The authors of the report interviewed children and young people aged between six and 18 and their parents and carers.
Report co-author Vicky Saunders said the needs and opinions of children were too often overlooked when their parents were arrested or sent to the Maconochie Centre.
''They almost need their own advocates,'' Ms Saunders said.
The report found that older children often had to take on extra family caring and financial responsibilities when a parent was incarcerated.
Young people told researchers that the incarceration of a parent had led to financial difficulties and electricity being turned off at home.
''In all honesty, I feel like I have nobody,'' one 15-year-old said.
Some young people who had one or both parents in jail, were forced to move in with friends, boyfriends or into refuges.
''Many young people stated that teachers didn't understand the difficulties they were experiencing, or they could not tell them because of the embarrassment or shame associated with parental incarceration.''
Young people wanted to be able to access support at school without being stigmatised for doing so.

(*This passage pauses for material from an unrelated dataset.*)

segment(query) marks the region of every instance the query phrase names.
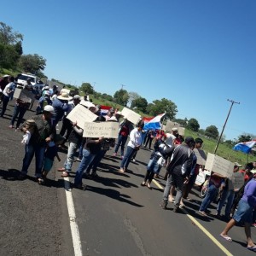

Some children were told that their parents were away and only discovered through the media that they had been imprisoned.
Many children wanted to maintain relationships with parents in the AMC but were unable to visit if a carer did not wish them to do so or the family did not have enough money for petrol.
The report was commissioned by the SHINE for Kids organisation, which runs services for children of prisoners. The organisation will on Thursday officially launch new services at the AMC.
The organisation's staff and volunteers already run a program for children at the jail's visitor centre and have conducted ''homework sessions'' where children visit their parents at the AMC after school.
SHINE for Kids chief executive Gloria Larman said funding from the Commonwealth Bank would also allow the organisation to collect children from home and accompany them on visits to their parents at the AMC. The group has also run ''fun days'' at the AMC for the children of inmates.
''The children go in as a group and spend the day with their mums and their dads and it actually gives them some quality time together,'' Ms Larman said.
The Institute of Child Protection Studies research would be used by SHINE for Kids to help develop more support services for children and families.